前に、喪服がほしいと言ってきた被災地の人のことを書いたが、「お出かけ着がほしい」「お洒落着がほしい」と言っている人もいるという。着のみ着のままで避難所ではトレーナーやジャージーを着ていても車で町にいくときもある。お葬式も入学式もある。お古でよかったらお洒落着を送りたい、という人はけっこういるので(だってお洒落着の新品を買うと何万もするんだから)そのマッチングも誰かやれないかなあ。
避難所に送るのではなく、石巻に小さいお店を出したらどうかしら。古着でうんと安くお洒落着を売ったら。私はタイの奥地へときどき古着を持っていくが集落の人にただでは提供しない。そうすると施しとか慈善になってしまう。うんと安く売る。そうするとタイの人がお客さまで私は買ってもらった人になる。それでイーブン。

被災地でお花屋さんをはじめた人のことを読んだ。もともとはじめる予定だった。こんな時に始めていいのかしらって、とまどいながらはじめたら地域のひとがみんな喜んだ。
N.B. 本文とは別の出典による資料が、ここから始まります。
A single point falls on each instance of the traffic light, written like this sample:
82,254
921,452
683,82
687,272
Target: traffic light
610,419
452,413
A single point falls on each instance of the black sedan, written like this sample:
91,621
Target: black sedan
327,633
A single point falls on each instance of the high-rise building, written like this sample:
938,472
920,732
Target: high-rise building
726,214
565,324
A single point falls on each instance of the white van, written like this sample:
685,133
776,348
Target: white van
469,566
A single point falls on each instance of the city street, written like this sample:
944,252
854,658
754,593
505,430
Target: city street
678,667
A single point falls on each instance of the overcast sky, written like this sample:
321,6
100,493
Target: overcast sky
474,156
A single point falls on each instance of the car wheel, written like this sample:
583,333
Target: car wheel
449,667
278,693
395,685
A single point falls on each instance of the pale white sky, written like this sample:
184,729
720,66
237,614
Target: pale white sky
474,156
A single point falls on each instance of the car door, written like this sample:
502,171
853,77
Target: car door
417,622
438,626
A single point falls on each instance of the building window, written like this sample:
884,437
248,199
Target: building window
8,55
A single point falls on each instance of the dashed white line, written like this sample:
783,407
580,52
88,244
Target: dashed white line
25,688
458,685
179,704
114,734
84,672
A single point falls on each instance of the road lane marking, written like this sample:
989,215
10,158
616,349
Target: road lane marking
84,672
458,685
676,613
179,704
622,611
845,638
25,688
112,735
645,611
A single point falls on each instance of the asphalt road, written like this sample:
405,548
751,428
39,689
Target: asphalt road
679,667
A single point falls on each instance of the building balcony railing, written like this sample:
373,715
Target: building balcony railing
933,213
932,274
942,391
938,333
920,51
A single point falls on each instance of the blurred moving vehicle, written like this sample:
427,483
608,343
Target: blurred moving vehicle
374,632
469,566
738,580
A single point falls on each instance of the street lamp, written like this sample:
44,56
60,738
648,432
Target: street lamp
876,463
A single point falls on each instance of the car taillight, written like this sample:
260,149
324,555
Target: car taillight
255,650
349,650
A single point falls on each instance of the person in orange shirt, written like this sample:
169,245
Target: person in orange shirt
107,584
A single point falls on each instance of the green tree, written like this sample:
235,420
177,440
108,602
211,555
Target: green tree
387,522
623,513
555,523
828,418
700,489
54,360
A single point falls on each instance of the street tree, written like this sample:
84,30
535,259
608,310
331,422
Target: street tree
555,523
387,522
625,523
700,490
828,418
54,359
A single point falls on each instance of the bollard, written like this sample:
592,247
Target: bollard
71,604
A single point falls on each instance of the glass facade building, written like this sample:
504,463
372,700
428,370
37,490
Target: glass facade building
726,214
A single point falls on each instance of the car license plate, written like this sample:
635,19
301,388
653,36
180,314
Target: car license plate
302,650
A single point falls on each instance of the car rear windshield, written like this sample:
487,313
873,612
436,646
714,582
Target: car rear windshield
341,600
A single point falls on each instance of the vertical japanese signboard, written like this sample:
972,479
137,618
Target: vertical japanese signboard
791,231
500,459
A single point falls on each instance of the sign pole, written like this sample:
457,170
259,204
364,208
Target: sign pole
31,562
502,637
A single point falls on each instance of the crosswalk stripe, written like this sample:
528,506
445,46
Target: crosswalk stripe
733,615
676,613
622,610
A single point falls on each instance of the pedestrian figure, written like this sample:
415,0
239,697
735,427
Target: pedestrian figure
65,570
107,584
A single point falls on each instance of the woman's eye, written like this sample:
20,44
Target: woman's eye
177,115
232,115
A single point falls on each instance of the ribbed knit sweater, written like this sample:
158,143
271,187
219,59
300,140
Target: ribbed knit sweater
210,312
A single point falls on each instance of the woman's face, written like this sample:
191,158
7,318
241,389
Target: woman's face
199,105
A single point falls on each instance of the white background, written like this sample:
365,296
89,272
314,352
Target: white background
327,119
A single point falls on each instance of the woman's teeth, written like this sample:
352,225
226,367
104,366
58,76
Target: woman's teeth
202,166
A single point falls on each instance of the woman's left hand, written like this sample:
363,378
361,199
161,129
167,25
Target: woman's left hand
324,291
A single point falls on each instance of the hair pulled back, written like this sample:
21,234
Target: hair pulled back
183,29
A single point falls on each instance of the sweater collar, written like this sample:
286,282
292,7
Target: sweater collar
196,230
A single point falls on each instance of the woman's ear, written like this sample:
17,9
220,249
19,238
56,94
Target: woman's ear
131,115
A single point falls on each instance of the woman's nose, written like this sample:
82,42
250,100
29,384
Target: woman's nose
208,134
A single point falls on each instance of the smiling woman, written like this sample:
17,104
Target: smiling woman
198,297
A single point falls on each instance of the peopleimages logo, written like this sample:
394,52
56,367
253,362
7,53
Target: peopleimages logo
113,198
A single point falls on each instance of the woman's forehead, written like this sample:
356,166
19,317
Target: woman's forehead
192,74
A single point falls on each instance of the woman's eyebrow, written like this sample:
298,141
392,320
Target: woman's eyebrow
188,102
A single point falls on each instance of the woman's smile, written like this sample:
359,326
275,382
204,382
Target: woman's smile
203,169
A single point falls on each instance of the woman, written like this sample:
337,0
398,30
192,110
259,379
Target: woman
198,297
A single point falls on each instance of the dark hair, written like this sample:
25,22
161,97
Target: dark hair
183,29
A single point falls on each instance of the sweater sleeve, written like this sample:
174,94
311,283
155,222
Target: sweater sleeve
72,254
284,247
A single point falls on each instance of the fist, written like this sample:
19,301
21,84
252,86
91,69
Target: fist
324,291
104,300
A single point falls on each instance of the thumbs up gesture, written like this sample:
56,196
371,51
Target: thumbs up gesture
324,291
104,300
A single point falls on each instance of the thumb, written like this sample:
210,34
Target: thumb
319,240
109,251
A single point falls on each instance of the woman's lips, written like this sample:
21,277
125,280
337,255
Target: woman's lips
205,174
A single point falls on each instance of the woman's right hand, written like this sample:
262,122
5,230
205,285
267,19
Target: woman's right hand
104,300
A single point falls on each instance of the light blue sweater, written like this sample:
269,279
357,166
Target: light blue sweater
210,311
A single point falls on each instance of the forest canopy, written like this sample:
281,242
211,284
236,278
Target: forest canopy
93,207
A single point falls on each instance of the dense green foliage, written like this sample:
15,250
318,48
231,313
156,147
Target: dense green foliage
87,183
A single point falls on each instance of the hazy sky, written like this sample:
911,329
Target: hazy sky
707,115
毎日白いリボンを結んだり、棺をお花でうめたり、悲しかった。でも最近入学式とか、誕生日とか華やかな色のお花を渡せるようになって嬉しい、と。

「真の危険」に付いて語るのは難しい。いま野菜が売れない、売りたいと思っている人に、田植えをしなくちゃと思っている人に、ここの幼稚園に通い続けたいと思っている人に、海に舟を出したいと思っている人に、「放射能の値についてどう思いますか」というのはとても難しい。
いっぽう「このままでは夏のピーク時の需要に応えられない可能性も出ている」という東電吹聴やのメディアに乗って「電気がなくちゃ暮らせない」「夏にクーラーがないなんて耐えられない」「ドイツやイタリアはフランスの原発電力を買っているだけ」という論調も高まっている。
いま原発は55のうち、15は止まっている。すくなくともずっと止まっていてもらいましょう。